У Кити по щекам струились слезы.
- Я знаю, что это глупо, но ничего не могу с собой поделать, - сказала она, улыбаясь Хэлу. - Я думала увидеть какие-то перемены, но все осталось по-прежнему. Все, как было.
- Там в одной лодке кто-то сидит, - сказал Хэл. - Интересно, кто это, Сюливан или Бэрд? Ловят, наверное, килигу.
- А цапли по-прежнему живут в конце парка, - сказала Кити. - Посмотри, Лизет, видишь их лохматые гнезда возле другого рукава? Вот и причальная стенка. А в гавани совсем сухо, отлив. Придется бросить якорь и добираться на лодках.
- Я вижу на пристани Молли и Роберта, - сообщила Лизет, - а с ними еще какие-то люди.
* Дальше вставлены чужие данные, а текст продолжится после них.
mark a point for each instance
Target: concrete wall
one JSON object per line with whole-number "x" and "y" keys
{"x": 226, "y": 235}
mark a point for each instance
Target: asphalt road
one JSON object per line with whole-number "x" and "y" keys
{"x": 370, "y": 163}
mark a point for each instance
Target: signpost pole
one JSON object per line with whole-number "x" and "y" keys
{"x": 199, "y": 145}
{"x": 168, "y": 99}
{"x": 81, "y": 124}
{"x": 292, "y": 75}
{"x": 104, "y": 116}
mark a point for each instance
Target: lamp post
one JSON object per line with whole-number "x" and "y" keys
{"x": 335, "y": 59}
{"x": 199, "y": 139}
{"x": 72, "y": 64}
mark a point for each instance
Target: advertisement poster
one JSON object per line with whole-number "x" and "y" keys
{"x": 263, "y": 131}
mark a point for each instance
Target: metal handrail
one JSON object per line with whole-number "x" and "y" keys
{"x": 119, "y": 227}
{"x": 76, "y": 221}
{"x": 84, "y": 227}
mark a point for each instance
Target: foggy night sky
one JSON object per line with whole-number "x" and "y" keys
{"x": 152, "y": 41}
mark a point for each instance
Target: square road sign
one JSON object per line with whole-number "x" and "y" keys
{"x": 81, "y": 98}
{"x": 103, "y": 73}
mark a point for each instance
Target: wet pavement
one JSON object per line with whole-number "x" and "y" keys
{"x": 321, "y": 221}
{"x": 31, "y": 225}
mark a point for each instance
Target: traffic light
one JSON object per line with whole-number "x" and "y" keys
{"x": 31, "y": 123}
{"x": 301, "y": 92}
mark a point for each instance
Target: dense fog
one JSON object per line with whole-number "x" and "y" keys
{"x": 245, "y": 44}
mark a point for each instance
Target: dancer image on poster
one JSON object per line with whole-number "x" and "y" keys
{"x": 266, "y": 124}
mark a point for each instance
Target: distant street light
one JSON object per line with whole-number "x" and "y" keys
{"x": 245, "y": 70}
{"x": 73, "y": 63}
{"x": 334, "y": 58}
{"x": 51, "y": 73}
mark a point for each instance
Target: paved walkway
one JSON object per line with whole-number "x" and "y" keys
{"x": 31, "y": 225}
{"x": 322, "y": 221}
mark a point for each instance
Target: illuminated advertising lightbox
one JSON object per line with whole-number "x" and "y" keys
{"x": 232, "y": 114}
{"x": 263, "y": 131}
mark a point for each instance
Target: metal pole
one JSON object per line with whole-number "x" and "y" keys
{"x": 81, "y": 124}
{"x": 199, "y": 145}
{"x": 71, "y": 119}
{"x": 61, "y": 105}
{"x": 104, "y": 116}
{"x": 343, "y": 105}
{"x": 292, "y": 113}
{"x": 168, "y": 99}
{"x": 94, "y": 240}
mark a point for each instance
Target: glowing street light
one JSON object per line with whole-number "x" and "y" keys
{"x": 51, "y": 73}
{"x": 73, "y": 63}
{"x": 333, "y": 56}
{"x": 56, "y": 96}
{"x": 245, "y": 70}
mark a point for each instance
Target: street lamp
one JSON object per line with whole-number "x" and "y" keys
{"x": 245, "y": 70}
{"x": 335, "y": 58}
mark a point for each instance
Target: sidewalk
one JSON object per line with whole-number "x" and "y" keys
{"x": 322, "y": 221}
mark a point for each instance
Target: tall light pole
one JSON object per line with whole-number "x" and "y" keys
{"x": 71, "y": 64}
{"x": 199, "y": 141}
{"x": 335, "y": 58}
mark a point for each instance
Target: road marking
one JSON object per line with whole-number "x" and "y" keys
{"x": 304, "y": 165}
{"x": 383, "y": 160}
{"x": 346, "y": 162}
Мужчина с седой бородой, а одет, как священник.
- Это дядя Том, - закричал Хэл. - Когда-то он был лучшим папиным другом. А вон там, смотри, тетя Гариет машет платком.
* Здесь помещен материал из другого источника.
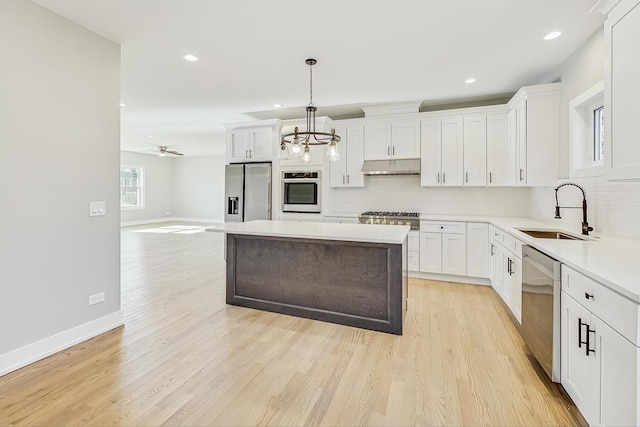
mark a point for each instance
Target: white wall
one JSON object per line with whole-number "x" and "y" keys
{"x": 158, "y": 187}
{"x": 403, "y": 193}
{"x": 59, "y": 137}
{"x": 614, "y": 207}
{"x": 199, "y": 188}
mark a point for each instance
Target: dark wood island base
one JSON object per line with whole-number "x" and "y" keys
{"x": 353, "y": 283}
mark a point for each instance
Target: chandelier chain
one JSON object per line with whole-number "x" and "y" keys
{"x": 310, "y": 84}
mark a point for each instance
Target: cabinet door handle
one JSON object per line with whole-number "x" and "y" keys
{"x": 580, "y": 325}
{"x": 588, "y": 349}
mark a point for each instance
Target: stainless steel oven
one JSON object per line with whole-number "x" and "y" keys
{"x": 302, "y": 191}
{"x": 541, "y": 309}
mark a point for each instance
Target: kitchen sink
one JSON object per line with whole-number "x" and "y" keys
{"x": 551, "y": 234}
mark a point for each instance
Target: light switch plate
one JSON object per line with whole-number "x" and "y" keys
{"x": 97, "y": 208}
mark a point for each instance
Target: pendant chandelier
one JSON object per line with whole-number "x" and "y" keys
{"x": 299, "y": 141}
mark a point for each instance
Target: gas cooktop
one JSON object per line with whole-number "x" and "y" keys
{"x": 390, "y": 218}
{"x": 385, "y": 213}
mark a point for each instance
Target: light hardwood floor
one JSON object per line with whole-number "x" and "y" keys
{"x": 186, "y": 358}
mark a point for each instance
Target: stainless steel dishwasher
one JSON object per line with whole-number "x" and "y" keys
{"x": 541, "y": 309}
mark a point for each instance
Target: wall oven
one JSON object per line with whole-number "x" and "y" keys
{"x": 541, "y": 309}
{"x": 302, "y": 191}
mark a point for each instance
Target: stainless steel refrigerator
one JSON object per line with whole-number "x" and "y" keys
{"x": 247, "y": 189}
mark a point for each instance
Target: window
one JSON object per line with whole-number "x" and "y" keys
{"x": 598, "y": 134}
{"x": 131, "y": 187}
{"x": 586, "y": 115}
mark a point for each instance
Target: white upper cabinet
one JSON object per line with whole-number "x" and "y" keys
{"x": 452, "y": 151}
{"x": 378, "y": 142}
{"x": 346, "y": 172}
{"x": 396, "y": 140}
{"x": 534, "y": 133}
{"x": 475, "y": 150}
{"x": 441, "y": 152}
{"x": 499, "y": 153}
{"x": 430, "y": 163}
{"x": 622, "y": 68}
{"x": 250, "y": 144}
{"x": 405, "y": 137}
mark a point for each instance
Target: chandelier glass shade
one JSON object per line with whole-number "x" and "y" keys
{"x": 299, "y": 141}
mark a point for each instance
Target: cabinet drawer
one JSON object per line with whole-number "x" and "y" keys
{"x": 413, "y": 261}
{"x": 413, "y": 241}
{"x": 510, "y": 243}
{"x": 514, "y": 245}
{"x": 615, "y": 310}
{"x": 443, "y": 227}
{"x": 498, "y": 235}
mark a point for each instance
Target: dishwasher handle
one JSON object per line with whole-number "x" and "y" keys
{"x": 526, "y": 259}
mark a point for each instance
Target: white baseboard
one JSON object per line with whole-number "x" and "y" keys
{"x": 145, "y": 222}
{"x": 450, "y": 278}
{"x": 204, "y": 220}
{"x": 178, "y": 219}
{"x": 38, "y": 350}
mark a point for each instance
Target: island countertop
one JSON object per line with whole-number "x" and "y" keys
{"x": 318, "y": 230}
- А с ними, наверное, Джинни, - сказала Кити. - Боже мой, ведь ей было всего шесть лет, когда мы уехали. А теперь, наверное, уже шестнадцать.
Лопасти парохода захлюпали по воде, и суденышко дало задний ход. Бросили якорь. На легкой волне залива запрыгали лодочки. Все улыбались, целовали друг друга, здоровались. Том положил одну руку на плечо Хэла, а другой обнял Кити. Тетя Гариет подхватила на руки Лизет и крепко прижала ее к себе. Джинни смотрела то на одного, то на другого своими ласковыми карими глазами.
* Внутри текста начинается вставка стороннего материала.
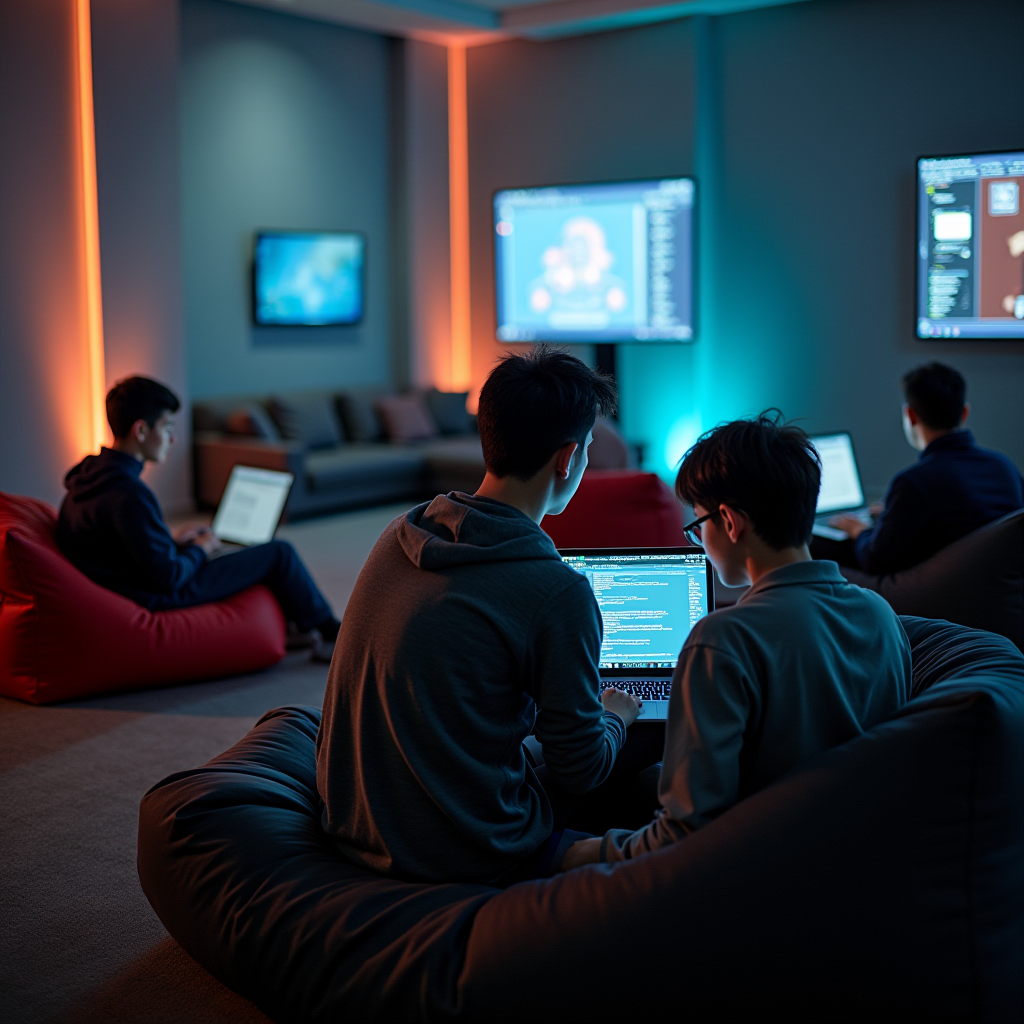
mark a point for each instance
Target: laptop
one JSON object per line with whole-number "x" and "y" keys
{"x": 251, "y": 508}
{"x": 649, "y": 600}
{"x": 841, "y": 491}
- Бог вас благослови, - сказал дядя Том своим глубоким басом. - Мы так рады, что вы вернулись домой, так счастливы и благодарны.
Знакомая булыжная мостовая, галечный пляж, лодки, вытащенные на берег, чтобы их не смыло приливом. Лавка старого Мэрфи, мастерская свечника на углу, паб на той стороне площади. Был базарный день, и повсюду убирали прилавки. Пастух гнал стадо вверх по дороге. Тут и там на площади стоят мужчины, в зубах соломинка, взгляд устремлен в пространство, стоят и ничего не делают - обычная картина. В дверях одного дома женщина осыпает бранью соседку; откуда-то выбежал бедно одетый ребенок, держа палец во рту. На ступеньках лавочки Мэрфи стоит священник, держа под мышкой кочан капусты. Группка шахтеров в рабочей одежде идет по дороге от Голодной Горы, распевая песни.
- Зачем только мы оттуда уехали? - проговорил Хэл. - Почему папа заставил нас уехать?
Дядя Том улыбнулся и взял его за руку.
- Это уже не важно, - сказал он, - вы теперь опять дома.
Как приятно снова видеть дядю Тома, поцеловать в пухлую щечку тетю Гариет; вдохнуть знакомый запах пасторского дома, где всегда пахнет кожаными креслами, папоротником и собаками; пить чай со всякой снедью, включая фруктовый кекс собственного изготовления тети Гариет. А в душе толпятся воспоминания, счастливые воспоминания детства.
- Вы по-прежнему сбиваете масло из сливок, которые снимаете раковиной?
- А дядя Том все еще ездит по воскресеньям в Ардмор верхом?
- А помните, как мы после чая играли в шарады, а мама притворялась, что не может отгадать, хотя с самого начала знала, какое слово мы загадали?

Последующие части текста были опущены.